Syndications can be a powerful tax planning tool, but can also have negative tax consequences if you’re not careful. Below are some important questions to ask your CPA before investing in a syndication.
Do you have other clients that invest in syndications?
This should be the first question you ask your CPA. Followed by, do you invest in syndications?
Think about it, if your CPA doesn’t have any clients that invest in syndications, or invest themselves, how can they properly advise you?
However, if your CPA has a lot of clients that invest in syndications and/or invest themselves, they understand what to look for in a good investment, and what to avoid.
They can see eye-to-eye with you and better understand how a syndication will fit into your overall tax and investment plans. Whereas a CPA who doesn’t have any experience with syndications may not have a clue on how to properly advise you.
Will I be subject to UBIT?
UBIT is generated by Unrelated Debt-Financed Income, which is the portion of a property’s income generated by debt financing. This portion will be subject to the trust tax rates, which scale quickly to 37%, after just $12,501 of UDFI.
If your investment is large enough, this tax may eat into your investment returns.
Can I invest in a syndication using a 1031 Exchange?
Do you have a rental property that you’re looking to sell using 1031 exchange?
There is a common misconception that you can simply 1031 directly into a syndication. However, this is not possible because when you invest in a syndication, you are purchasing part of an entity that owns real estate, and not the real estate itself.
However, you can use a 1031 exchange to invest in a syndication-type opportunity using a tenant in common (TIC) structure or Delaware Statutory Trust (DST). While these options are similar to syndications, they are not syndications.
So if you are planning to use a 1031 exchange to invest in a “syndication”, you want to talk with your CPA to ensure what you’re investing in is really a TIC or DST, and not a traditional syndication. Otherwise, you’ll be stuck paying the capital gains tax you thought you dodged.
How can I use my passive activity losses to my advantage?
Another common misconception among passive real estate investors is that you can use the passive losses from a syndication to offset your active (aka ordinary) income.
For accredited investors, these losses do not offset your active income, even if you’re a real estate professional for tax purposes. However, they may offset active income after the property is sold.
This creates an interesting tax planning opportunity if you have passive activity income from other sources. Or can invest in other passive investments that generate passive activity income. Passive activity income can come from rental real estate, oil & gas investments, and limited partnerships (i.e. investing in small businesses as a silent partner).
Will the business interest limits affect me?
The Tax Cuts and Jobs Act introduced business interest limits. And they apply to entities that allocate 35% or more of their passive activity losses to limited partners.
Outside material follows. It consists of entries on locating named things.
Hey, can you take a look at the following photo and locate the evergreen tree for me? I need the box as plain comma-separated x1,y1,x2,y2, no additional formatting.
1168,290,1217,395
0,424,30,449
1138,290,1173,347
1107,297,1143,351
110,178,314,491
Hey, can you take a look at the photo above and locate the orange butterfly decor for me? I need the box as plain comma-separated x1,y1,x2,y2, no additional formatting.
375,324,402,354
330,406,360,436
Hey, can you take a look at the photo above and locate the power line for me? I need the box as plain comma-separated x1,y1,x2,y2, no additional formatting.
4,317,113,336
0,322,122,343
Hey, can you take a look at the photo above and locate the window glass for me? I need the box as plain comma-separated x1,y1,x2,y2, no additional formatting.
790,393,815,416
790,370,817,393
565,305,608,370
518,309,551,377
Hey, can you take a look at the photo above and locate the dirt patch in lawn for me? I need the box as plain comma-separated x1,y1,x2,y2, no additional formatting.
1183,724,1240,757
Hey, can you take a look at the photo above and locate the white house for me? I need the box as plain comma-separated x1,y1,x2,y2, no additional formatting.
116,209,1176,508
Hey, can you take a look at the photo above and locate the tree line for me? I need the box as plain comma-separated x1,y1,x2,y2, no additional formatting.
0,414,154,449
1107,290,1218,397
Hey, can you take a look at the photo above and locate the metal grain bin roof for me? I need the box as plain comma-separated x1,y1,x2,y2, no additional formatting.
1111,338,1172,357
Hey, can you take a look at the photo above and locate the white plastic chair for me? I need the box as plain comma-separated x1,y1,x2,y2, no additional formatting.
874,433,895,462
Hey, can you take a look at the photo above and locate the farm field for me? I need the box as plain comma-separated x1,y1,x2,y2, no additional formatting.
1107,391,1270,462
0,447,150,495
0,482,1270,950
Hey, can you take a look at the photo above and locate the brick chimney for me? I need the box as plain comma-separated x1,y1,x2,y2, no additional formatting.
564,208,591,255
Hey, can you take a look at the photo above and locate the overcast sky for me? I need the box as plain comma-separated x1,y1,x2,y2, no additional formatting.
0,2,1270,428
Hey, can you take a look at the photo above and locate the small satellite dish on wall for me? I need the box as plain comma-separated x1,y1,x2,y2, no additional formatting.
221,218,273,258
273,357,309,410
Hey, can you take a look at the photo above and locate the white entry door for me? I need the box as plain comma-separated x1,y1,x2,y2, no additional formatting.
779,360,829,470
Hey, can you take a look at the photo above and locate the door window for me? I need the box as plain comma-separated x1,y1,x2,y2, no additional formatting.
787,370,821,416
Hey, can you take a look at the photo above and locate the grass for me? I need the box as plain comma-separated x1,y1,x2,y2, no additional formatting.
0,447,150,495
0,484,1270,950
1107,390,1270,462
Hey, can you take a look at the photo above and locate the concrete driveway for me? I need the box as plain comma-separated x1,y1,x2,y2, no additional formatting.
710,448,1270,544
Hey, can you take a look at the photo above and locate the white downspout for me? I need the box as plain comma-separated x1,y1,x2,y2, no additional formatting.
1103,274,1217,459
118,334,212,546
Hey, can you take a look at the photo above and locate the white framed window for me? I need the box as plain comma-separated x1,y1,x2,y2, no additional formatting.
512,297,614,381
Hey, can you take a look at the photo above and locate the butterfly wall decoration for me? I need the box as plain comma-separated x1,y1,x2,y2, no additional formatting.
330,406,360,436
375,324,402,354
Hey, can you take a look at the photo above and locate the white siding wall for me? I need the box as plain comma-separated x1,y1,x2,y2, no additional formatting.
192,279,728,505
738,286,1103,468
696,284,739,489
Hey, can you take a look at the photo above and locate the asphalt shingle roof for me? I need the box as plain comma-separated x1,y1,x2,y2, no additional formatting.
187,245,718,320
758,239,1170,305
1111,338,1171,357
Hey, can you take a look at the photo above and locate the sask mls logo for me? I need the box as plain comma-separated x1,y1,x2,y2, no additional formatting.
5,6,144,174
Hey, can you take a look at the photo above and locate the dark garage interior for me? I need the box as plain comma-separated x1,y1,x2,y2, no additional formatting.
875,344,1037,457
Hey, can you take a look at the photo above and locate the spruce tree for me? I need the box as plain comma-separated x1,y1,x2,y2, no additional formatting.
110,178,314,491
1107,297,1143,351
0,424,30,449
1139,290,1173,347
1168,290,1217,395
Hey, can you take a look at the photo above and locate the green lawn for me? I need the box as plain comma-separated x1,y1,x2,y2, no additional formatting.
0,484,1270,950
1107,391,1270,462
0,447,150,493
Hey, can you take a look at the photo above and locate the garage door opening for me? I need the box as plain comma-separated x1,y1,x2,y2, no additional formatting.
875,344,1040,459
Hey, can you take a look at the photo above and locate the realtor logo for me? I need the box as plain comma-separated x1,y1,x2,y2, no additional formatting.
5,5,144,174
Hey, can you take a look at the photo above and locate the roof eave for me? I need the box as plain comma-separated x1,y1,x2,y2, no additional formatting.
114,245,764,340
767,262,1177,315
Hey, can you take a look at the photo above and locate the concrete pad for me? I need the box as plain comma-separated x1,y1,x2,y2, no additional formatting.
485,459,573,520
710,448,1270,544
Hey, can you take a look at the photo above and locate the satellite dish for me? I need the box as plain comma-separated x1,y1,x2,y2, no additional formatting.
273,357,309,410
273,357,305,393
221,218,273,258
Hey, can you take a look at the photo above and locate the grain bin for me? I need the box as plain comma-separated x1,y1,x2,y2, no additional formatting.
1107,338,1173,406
Which is the case for most syndications.
This change limits the mortgage interest deduction to 30% of adjusted taxable income. But syndicators can elect out of this limit by electing to be a real estate trade or business for tax purposes. The downside of this is real property then has to follow a longer depreciation schedule. And may not be eligible for 100% bonus or accelerated depreciation on property with useful lives of 5,7, or 15 years.
And since there are still a lot of unknowns about these limits. You should ask CPA before investing to see how this will affect you. Especially if you plan to use passive activity losses generated by the syndication to shelter passive activity income.
The Bottom Line
Not all syndication opportunities are created equal. And choosing the right syndication opportunity will depend on your investment goals and personal tax situation.
So before you invest in your next syndication, run it by a CPA first.